Warum? Von der neuen günstigen Energieerzeugung in den USA abgesehen: Bis auf die wenigen Länder, die zur Redimensionierung staatlicher Segnungen wie Irland und wohl Griechenland gezwungen wurden, verzichtete die Politik in Ländern wie Frankreich, Deutschland, aber eben auch Österreich auf grundlegende Reformen des Staatshaushalts. Selbst jetzt werden Umstrukturierungen des Staates in Wien nicht wegen der Notwendigkeit von Reformen und dem Abbau des Schuldenbergs diskutiert. Nein, mögliche Einsparungen sollen die notwendige Steuerreform finanzieren. Wären einige ernste und mitunter schmerzhafte Einschnitte und Veränderungen in den vergangenen drei Jahren angegangenen worden, wir stünden am Vorabend der nächste Delle wesentlich besser gerüstet da. Vor diesem wirtschaftlichen Szenario haben übrigens genügend Ökonomen gewarnt. Nun fehlt schlicht das Geld für Abgabensenkungen und notwendige Investitionen in Forschung und Bildung. Das wird möglicherweise noch eine bittere Lektion: Die Dämpfung steigender Kosten wird zur Budgetnotmaßnahme umgewandelt werden. Die Steuerreform wird zu einem Teil sehr wohl so beschlossen werden, wie das bisher eigentlich ausgeschlossen gewesen ist: auf Pump, wie Deutsche es formulieren würden.


Was passiert in Österreich angesichts dieser volkswirtschaftlichen Misere? Ganz einfach: Staatsmanager – die gibt es nur in Europa und weniger demokratischen Landstrichen der Welt – und Politiker streiten um Macht und Zugriff in der Staatsholding.

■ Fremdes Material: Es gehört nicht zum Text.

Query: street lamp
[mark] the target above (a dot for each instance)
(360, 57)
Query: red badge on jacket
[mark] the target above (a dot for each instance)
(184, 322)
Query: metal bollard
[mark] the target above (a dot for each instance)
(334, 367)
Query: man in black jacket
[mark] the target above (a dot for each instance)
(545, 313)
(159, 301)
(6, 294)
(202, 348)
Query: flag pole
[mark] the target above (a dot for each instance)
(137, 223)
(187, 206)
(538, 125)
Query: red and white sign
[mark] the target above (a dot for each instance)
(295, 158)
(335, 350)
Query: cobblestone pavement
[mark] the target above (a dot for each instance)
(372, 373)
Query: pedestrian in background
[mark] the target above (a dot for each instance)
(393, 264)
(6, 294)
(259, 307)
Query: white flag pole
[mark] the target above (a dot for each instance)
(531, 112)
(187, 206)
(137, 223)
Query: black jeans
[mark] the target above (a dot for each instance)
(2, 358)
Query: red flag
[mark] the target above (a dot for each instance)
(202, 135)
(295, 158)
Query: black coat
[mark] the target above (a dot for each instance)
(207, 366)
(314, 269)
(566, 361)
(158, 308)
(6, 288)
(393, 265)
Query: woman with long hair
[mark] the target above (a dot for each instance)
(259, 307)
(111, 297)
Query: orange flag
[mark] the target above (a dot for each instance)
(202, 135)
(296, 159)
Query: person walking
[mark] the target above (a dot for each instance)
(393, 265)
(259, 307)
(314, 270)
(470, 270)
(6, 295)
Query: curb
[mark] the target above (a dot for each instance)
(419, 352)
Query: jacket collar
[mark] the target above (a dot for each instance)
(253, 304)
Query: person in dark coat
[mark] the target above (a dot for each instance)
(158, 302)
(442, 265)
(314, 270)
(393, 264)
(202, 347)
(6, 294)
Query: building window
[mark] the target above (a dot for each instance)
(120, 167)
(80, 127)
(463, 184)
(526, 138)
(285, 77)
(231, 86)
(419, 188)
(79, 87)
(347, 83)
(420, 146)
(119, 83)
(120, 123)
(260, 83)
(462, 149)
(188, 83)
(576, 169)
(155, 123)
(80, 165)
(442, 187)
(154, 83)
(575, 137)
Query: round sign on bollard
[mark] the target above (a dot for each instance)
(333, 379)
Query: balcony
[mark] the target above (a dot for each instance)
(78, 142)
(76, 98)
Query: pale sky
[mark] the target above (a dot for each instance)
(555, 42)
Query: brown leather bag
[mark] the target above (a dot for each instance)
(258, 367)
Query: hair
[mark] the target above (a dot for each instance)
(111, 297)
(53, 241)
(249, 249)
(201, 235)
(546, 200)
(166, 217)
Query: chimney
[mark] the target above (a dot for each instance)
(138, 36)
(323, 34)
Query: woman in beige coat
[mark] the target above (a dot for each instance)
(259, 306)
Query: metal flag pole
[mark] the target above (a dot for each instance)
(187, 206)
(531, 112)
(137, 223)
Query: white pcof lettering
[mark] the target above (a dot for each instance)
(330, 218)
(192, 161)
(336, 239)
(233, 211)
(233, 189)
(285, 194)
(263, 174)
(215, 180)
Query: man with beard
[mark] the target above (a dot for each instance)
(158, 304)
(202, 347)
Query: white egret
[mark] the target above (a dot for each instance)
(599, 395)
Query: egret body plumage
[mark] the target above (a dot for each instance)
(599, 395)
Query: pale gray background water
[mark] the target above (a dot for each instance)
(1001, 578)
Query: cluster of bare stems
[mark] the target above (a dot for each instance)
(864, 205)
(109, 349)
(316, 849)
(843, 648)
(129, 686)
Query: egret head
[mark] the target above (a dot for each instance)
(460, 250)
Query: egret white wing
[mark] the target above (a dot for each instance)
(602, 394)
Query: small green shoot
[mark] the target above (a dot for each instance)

Es geht dabei im Kern nicht um Strategien oder gar Schuldenabzahlung durch Privatisierungserlöse, sondern um persönliche Vorteile der Herren und Einfluss für die jeweilige Partei (oder das jeweilige Ressort). Einmal mehr lenkt das Theater von dem großen Bild und auch von dem eigentlichen Verantwortlichen in Österreich ab: dem Bundeskanzler. Werner Faymann glaubt offenbar ernsthaft, mit Durchtauchen auch diese Krise durchstehen zu können. Das wird nicht funktionieren. Nur zur Erinnerung: In Deutschland waren es die Sozialdemokraten Gerhard Schröders, die mit ihrer Agenda 2010 den Grundstein für die nun zu Ende gehenden fröhlichen Angela-Merkel-Jahre bildeten. Auch Faymann lebte von Vorgängern. Nun wird es trist für ihn. Und leider auch für das Land.